Hi, my internet works normally during daytime but starts to disconnect and reconnect every few minutes at around 11pm. I've tried restarting my modem but to no avail. My home telephone line is not working when my internet starts disconnecting and it starts working during daytime. My modem is connected to the telephone. How can I fix this? Please help.


----------



## Old Rich (May 31, 2007)

and welcome to the Forum

Sounds like a phone company issue. Have you called them?


----------



## Koukousei (Sep 16, 2012)

No, not yet. I've seen cases like internet not working during the night(so I thought my case would be alike) in various forums but the solutions were vague/unsolved.


----------



## Old Rich (May 31, 2007)

Calling the ISP is the first troubleshooting step . . particuarly since the phone goes out at the same time as the internet


----------



## satrow (Feb 4, 2012)

I had a similar problem, tidying up all the old internal 'phone wiring cured it. There were excess cables/boxes/unused extensions; I'm pretty sure they all combined to create an effective aerial to pull in interference and reduce the line stats.

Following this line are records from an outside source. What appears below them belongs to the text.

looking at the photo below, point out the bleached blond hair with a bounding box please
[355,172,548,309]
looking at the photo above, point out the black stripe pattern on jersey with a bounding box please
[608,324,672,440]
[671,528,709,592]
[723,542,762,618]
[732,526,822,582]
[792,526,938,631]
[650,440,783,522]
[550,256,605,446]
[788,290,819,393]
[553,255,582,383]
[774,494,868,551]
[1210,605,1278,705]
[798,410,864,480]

If you have a router, you may be able to use Router Stats Lite to get a graph of what's happening. Make changes to your internal 'phone system one at a time (disconnect a 'phone, disconnect an extension, etc.) and check with the graph to see what's happening. Internet Software

A quick and dirty way is to listen to one 'phone on an open line while someone goes around disconnecting/reconnecting devices, you _might_ hear the interference level drop/rise as the bad connection is altered.

Best to check your internals *before* calling out the ISP/Telecoms company, if they find a fault your side, they're likely to hit you with a big charge (and they don't have to fix it either).


----------